Zayyan meletakkan buku bersampul hitam itu di meja, kemudian menghela napas. Cowok itu sungguh tak habis pikir, Adhia bisa menuliskan hal-hal mengerikan begitu. Mati? Astaga, apa sebenarnya yang ada dalam kepala cewek itu?

Tanggal yang tertera di halaman paling depan buku tersebut adalah tanggal tujuh hari yang lalu. Apa yang terjadi di hari itu? Zayyan mencoba mengingat, tapi nihil. Ingatannya seolah buntu. Dia tidak benar-benar mengenal Adhia seperti yang selalu dikatakannya selama ini. Zayyan sudah tertipu senyum dan tawa palsu di wajah cewek itu.

“Kupikir kamu orang paling realistis dan dewasa di kelas kita, Dhi. Apa sekarang kamu masih hidup? Apa yang sebenernya terjadi sama kamu?”

Cowok itu kembali meraih buku harian Adhia dan membuka lembar lain yang ditulisi. Kening Zayyan berkerut ketika melihat tanggalnya. Buru-buru dia membuka lembar-lembar selanjutnya dan mengecek tanggalnya.

“Sial!” Zayyan mengumpat.

Adhia sengaja menulis secara acak di buku itu. Tanggalnya tidak berurutan, begitu pula dengan lembar-lembarnya. Halaman pertama ditulisi, halaman kedua hingga keempat kosong, halaman kelima kembali ditulisi. Pola penulisan lembarannya juga terlalu acak. Tidak selalu empat halaman sekali. Belum lagi penggunaan bahasa Inggris yang seolah memang disengaja agar tidak ada yang bisa membaca keseluruhan isi catatan harian itu.

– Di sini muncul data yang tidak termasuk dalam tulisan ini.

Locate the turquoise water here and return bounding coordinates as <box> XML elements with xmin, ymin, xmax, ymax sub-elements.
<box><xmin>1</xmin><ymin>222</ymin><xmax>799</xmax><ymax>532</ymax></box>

“Apa ini caramu biar nggak ada yang baca diary ini, Dhi?” Zayyan kembali bertanya seolah-olah Adhia ada di sana. Bibirnya mendecap-decap, tangannya bergerak membolak-balik halaman buku itu. “Kamu sengaja ngasih kerjaan ke aku kayaknya.”

Zayyan menggigit bibir setelah mengucapkan kalimat terakhirnya. Di kepalanya sekarang berputar skenario terburuk. Adhia memang sengaja tidak ingin ditemukan. Baik oleh orang tuanya, Zayyan, atau siapa pun. Meski tidak yakin, Zayyan mengira ada yang disembunyikan Adhia di dalam diary itu.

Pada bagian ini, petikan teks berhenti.